研究課題
研究活動スタート支援
アルドステロン産生腺腫(APA)は難治性高血圧の原因の一つであり、手術により高血圧の改善が期待できる。これまで申請者がAPAの組織を対象に施行したオミクス解析の結果から、カリウムチャネル遺伝子(KCNJ5)の体細胞変異を有するAPAに特異的に発現する遺伝子群が特定できている。本研究ではこれらの候補遺伝子が、APAの特徴であるアルドステロン合成能や腫瘍化にどのように関わっているのか、実際のAPA組織での分布も含め詳細に検討する。
本研究では、アルドステロン産生腺腫(APA)を対象にした遺伝子発現解析と、ヒト副腎皮質癌細胞由来の培養細胞を用いた機能解析を行った。ホルモン過剰をもたらすCYP11B2と同期して発現変動するカルシウムチャネル遺伝子CACNB2や、特定の体細胞変異を有するAPAでヘパラン硫酸プロテオグリカン(HS-PG)の分解に関与する酵素をコードする遺伝子HPSEを見出した。さらに、これらの遺伝子発現の制御にはmiRNAが関与していることが示唆された。

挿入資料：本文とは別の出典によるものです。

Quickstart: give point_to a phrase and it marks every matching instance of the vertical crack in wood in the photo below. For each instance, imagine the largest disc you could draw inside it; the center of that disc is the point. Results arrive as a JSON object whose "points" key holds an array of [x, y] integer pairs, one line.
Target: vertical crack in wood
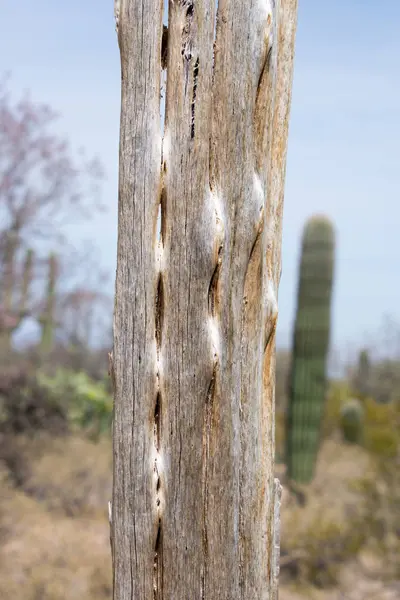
{"points": [[213, 290], [207, 430], [193, 105], [159, 316], [157, 575], [276, 539]]}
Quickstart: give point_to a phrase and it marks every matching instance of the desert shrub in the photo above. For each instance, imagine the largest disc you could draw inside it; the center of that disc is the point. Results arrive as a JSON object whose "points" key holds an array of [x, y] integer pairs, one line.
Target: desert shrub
{"points": [[88, 402], [320, 548], [382, 509], [26, 406]]}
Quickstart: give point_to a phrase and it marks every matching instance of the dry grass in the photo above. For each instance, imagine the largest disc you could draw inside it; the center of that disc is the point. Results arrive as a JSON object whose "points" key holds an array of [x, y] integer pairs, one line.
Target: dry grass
{"points": [[54, 535]]}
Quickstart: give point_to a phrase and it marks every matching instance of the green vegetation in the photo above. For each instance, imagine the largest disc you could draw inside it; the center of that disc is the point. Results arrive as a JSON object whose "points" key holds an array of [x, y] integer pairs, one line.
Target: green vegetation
{"points": [[310, 348]]}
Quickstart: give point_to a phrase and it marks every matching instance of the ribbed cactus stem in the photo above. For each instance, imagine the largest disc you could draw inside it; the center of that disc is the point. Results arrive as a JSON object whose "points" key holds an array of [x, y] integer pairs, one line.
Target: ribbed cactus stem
{"points": [[26, 282], [48, 317], [363, 374], [310, 349]]}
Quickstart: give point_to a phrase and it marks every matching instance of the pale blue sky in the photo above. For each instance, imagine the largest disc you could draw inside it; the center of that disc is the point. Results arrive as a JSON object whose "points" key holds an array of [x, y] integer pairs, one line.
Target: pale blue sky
{"points": [[344, 134]]}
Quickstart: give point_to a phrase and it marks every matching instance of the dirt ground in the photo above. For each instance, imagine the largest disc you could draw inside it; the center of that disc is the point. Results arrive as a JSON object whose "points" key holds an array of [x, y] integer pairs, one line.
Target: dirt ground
{"points": [[54, 535]]}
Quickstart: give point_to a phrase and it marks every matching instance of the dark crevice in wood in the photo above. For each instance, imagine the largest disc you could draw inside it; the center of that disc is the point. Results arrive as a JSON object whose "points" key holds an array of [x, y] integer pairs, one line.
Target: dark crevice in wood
{"points": [[261, 113], [193, 106], [159, 316], [161, 216], [216, 19], [164, 47], [213, 289], [186, 50], [158, 567], [207, 430], [157, 422]]}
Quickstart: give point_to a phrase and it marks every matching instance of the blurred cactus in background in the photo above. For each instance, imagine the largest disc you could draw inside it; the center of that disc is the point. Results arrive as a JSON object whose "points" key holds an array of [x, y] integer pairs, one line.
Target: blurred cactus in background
{"points": [[352, 421], [13, 309], [310, 349], [47, 319], [362, 376]]}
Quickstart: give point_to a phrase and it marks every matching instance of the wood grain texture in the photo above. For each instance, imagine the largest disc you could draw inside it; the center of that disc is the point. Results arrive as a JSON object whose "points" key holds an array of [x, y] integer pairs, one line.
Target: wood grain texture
{"points": [[196, 306]]}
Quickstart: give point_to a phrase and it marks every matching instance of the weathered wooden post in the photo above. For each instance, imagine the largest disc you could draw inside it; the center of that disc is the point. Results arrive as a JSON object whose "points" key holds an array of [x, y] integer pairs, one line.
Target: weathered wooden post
{"points": [[194, 508]]}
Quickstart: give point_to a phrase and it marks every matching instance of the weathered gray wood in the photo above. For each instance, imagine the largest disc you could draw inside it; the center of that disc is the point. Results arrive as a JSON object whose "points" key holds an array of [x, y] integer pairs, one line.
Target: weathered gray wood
{"points": [[195, 311]]}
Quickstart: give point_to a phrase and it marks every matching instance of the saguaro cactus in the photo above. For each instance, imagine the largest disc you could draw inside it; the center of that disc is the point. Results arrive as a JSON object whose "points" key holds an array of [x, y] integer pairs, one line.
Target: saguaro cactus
{"points": [[195, 506], [48, 317], [310, 349], [13, 308]]}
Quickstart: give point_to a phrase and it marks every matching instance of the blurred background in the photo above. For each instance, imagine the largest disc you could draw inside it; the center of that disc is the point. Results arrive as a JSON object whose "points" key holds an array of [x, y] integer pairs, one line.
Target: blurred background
{"points": [[338, 360]]}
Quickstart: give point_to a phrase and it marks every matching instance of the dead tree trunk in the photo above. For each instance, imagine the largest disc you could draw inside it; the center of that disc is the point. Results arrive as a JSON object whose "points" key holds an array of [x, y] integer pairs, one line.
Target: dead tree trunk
{"points": [[195, 506]]}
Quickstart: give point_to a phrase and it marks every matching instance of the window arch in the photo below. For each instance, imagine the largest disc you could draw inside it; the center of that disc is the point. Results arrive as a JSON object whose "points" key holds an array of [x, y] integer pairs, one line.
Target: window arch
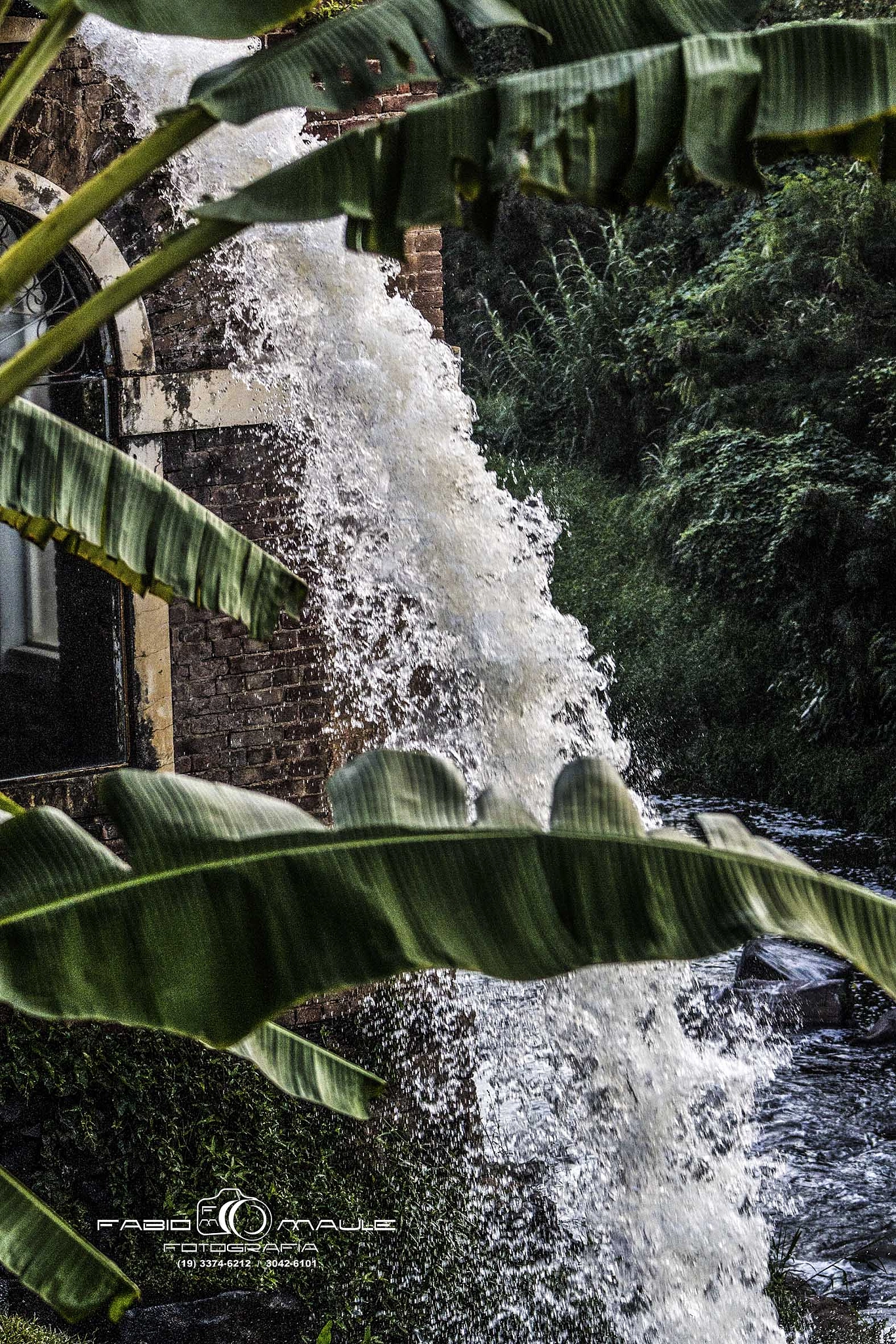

難治性高血圧の原因の一つであるアルドステロン産生腺腫(APA)は、原発性アルドステロン症の約30%を占めており、その発症メカニズムを明らかにすることは新規診断・治療法の開発につながる。本研究によってAPA発症に関与すると考えられる候補遺伝子を見出し、機能解析を開始することが出来た。候補遺伝子の制御にはmiRNAの関与も示唆されており、ホルモン分泌能と腫瘍化の両面を有する内分泌腫瘍研究に貴重な知見を与えたと言える。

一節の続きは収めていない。